= Proof of secure erasure =

In computer security, proof of secure erasure (PoSE) or proof of erasure is a remote attestation protocol, by which an embedded device proves to a verifying party, that it has just erased (overwritten) all its writable memory. The purpose is to make sure that no malware remains in the device. After that typically a new software is installed into the device.

== Overview ==
The verifying party may be called the verifier, the device being erased the prover.
The verifier must know the device's writable memory size from a trusted source and the device must not be allowed to communicate with other parties during execution of the protocol, which proceeds as follows. The verifier constructs a computational problem, which cannot be solved (in reasonable time or at all) using less than the specified amount of memory, and sends it to the device. The device responds with the solution and the verifier checks its correctness.

== Protocol constructions ==

=== Naive approach ===
In the simplest implementation the verifier sends a random message as large as the device's memory to the device, which is expected to store it. After the device has received the complete message, it is required to send it back. Security of this approach is obvious, but it includes transfer of a huge amount of data (twice the size of the device's memory).

This can be halved if the device responds with just a hash of the message.
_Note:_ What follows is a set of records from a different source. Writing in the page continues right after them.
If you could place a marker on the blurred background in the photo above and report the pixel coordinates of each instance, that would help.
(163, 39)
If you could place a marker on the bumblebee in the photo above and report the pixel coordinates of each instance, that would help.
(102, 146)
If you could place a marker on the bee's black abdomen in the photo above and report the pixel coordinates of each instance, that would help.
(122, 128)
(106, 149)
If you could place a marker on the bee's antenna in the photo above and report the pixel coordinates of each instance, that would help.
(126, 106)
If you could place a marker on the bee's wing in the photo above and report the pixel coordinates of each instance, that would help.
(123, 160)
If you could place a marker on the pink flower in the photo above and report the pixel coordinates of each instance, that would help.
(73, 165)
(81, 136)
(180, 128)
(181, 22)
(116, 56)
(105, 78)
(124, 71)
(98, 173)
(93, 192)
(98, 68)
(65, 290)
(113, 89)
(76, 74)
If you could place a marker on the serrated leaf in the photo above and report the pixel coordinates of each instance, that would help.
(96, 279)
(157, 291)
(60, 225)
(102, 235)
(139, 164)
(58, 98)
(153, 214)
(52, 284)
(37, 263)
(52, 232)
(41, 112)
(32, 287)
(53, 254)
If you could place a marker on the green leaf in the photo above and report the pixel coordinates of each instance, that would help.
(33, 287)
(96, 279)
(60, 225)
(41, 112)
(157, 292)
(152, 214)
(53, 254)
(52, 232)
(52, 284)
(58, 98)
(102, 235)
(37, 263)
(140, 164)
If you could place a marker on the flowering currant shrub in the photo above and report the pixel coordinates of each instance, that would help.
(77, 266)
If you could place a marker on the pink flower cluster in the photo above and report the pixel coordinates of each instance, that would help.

To prevent the device from computing it on the fly without actually storing the message, the hash function is parametrized by a random value sent to the device after the message.

=== Communication-efficient constructions ===
Avoiding the huge data transfer requires a suitable (as stated in Overview) computational problem, whose description is short. Dziembowski et al. achieve this by constructing what they call an (m − δ, ε)-uncomputable hash function, which can be computed in quadratic time using memory of size m, but with memory of size m − δ it can be computed with at most a negligible probability ε.

=== Communication- and time-efficient constructions ===
Karvelas and Kiayias claim to have designed the first PoSE with quasilinear time and sublinear communication complexity.

== Relation to proof of space ==
Proof of space is a protocol similar to proof of secure erasure in that both require the prover to dedicate a specific amount of memory to convince the verifier. Nevertheless, there are important differences in their design considerations.

Because the purpose of proof of space is similar to proof of work, the verifier's time complexity must be very small. While such property may be useful for proof of secure erasure as well, it is not fundamental to its usefulness.

Proof of secure erasure on the other hand requires the prover to be unable to convince the verifier using less than the specified amount of memory. Even this may be useful for the other protocol, however proof of space is not harmed if the prover may succeed even with significantly less space.